次世代の党は、石原慎太郎氏と平沼赳夫氏が"次世代の日本人"の利益を向上させるという名目で立ち上げた茶番であるということを、日本の有権者は悟っていたのではないかと思います。これは日本の政治システムには、より本格的で、より純粋な右翼政党が入り込む余地がないことを意味しています。次世代の党が訴えていた内容は、ファンタジーなのです。
維新の党は、同じ日本維新の会の分派ではあるものの、次世代の党のような右翼ではなく、よりテクノクラティック(技術官僚的)です。いくつかの意味において維新の党は、"より大きくなったみんなの党"だと考えられます。

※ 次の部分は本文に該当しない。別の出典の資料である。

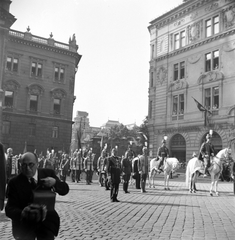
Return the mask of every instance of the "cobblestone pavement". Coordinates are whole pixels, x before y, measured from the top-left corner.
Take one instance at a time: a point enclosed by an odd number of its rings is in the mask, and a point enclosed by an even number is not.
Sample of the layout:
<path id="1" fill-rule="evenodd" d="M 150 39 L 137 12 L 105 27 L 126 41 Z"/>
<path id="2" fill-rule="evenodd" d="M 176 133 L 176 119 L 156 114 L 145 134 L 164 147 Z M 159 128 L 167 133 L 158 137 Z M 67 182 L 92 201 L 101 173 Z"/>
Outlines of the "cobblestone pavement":
<path id="1" fill-rule="evenodd" d="M 220 196 L 209 195 L 210 181 L 199 178 L 197 193 L 190 194 L 184 175 L 170 179 L 170 191 L 158 175 L 156 188 L 146 193 L 130 186 L 124 194 L 120 185 L 119 203 L 109 201 L 109 191 L 98 185 L 72 183 L 70 192 L 57 196 L 61 217 L 57 240 L 154 240 L 154 239 L 235 239 L 235 196 L 233 183 L 219 182 Z M 11 222 L 0 213 L 0 239 L 12 239 Z"/>

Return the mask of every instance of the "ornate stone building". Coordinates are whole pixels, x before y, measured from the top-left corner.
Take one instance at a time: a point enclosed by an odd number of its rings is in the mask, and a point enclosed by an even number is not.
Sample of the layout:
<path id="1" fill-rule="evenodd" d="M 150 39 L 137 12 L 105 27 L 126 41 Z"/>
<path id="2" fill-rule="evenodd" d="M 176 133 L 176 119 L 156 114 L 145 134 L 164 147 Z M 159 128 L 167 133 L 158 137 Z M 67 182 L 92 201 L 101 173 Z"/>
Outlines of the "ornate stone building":
<path id="1" fill-rule="evenodd" d="M 148 29 L 150 152 L 156 156 L 166 135 L 171 156 L 187 161 L 210 129 L 217 151 L 228 146 L 235 120 L 234 0 L 184 1 Z"/>
<path id="2" fill-rule="evenodd" d="M 75 75 L 81 59 L 75 36 L 69 43 L 12 30 L 11 1 L 1 1 L 0 11 L 11 24 L 1 25 L 0 84 L 4 92 L 1 140 L 14 153 L 47 148 L 69 152 Z M 8 7 L 6 7 L 8 6 Z M 1 14 L 1 24 L 5 19 Z"/>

――安倍首相はTPP交渉を前進させるために、農業協同組合(JA)と戦うと思いますか。
自民党の候補者たちは選挙期間中多くの時間を選挙区で過ごしました。多くの候補者がTPP、農政改革に対する反対を主張しました。そのため、自民党の議員たちは安倍首相が農政改革を真剣に断行すると判断したなら、難しい時間を過ごすことになると思います。
なにしろ、農政改革に反対の立場をとって戦った議員もたくさんいた選挙キャンペーンのたった1カ月後なのです。たった1カ月後であるにもかかわらず、「私がキャンペーン中に言ったことは覚えている。しかし今は首相が我々に対して改革のサポートを求めているので、1カ月前に言ったことは忘れてほしい」と言うのは難しい。私は安倍首相がそのようなことができるとは考えていません。
農協の力が誇張されているように思う
それは短期で見れば自民党内における彼の立場を助けることになりますが、長期的に見れば良い選択とは言えません。もしオバマ大統領が共和党議員と話を付けて交渉の全権を取り付ければ、米国は一気に交渉を進めようとする。そこで時間がかかればかかるほど、安倍首相に降り注ぐ光は弱々しいものになり、日本において改革を実行することは、難しくなっていきます。
高齢化が進む日本の農業が持続可能でないことは誰もが知るところです。私は日本において、JAの力が実際のところ誇張されているのではないかと思っています。TPPは避けられない変革のレバーとしてそこにあります。安倍首相は、彼が強力であるという理由からではなく、JAが見かけよりも弱体であるという理由から、JAの主張を支持し続ける必要がないと言えるかもしれません。